To protect you and your clients, you must also invest in CPR training and insurance with a provider such as Massage Magazine Insurance Plus. If clients have medical conditions massage affects or strain themselves getting onto your table, these bonuses will cover you. You will also renew your license every two years for proof your professional status is current.

2. Massage is a physically demanding job.

People feel relaxed just thinking about a massage. However for the therapist, massage is work. You also may hit several locations every day, all while carrying your massage table and supplies along.

Your hands, wrists and forearms will take a beating after several hours of rubbing, kneading and stretching bodies. You will have a soothing ambiance and pliable customers, but the work is still rigorous. Many massage therapists have their own therapists just to ease the aches from the job.

3. You will likely have to run a business or open one.

Your massage work transforms people's days and perhaps lives, but that work is not all social and emotional. You have to keep customers and profits coming.

If you fly solo, you could come to a frustrating point where tasks take more time than your clients:

  • Accounting and taxes
  • Supplies and orders (oils, lotions, towels, tables, mats, etc...)
  • Contacting and rescheduling clients
  • Social media, a website, booking apps and email marketing

Working for someone reduces these tedious, time-consuming necessities.
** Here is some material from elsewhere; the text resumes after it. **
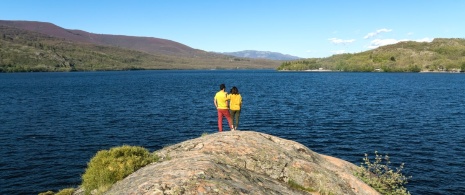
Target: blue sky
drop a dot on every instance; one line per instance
(304, 28)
Employment makes it hard to maintain flexibility, but could be best if you are not the CEO type.

4. You might move around a lot.

40 hours a week at a spa or other venue is often not an option due to the physical demands most massage therapists burnout under. But you have to be highly organized and willing to hustle to stay on you own. The daily grind might send you to a variety of places, including nice vacations.

Some settings massage therapists work in are:

  • Gyms and fitness centers
  • Yoga and wellness retreats
  • Cruise ships, hotels and resorts
  • Spas and salons
  • Senior centers and retirement communities
  • Nursing homes and rehabilitation centers

5. You will keep building knowledge.

Your initial massage therapy education grounds you in anatomical and physiological connections that never change. You also gain important clinical knowledge about inflammation, toxins and disease.

But modalities and innovations will always evolve. Your interests will also grow. You must always budget time and money for trade publications, continuing education courses and conferences to keep up with the competition.

The satisfaction of helping people can overcome the challenges massage therapists face. If you are passionate about making a difference in this valuable role, go for your certification now and work out the kinks later.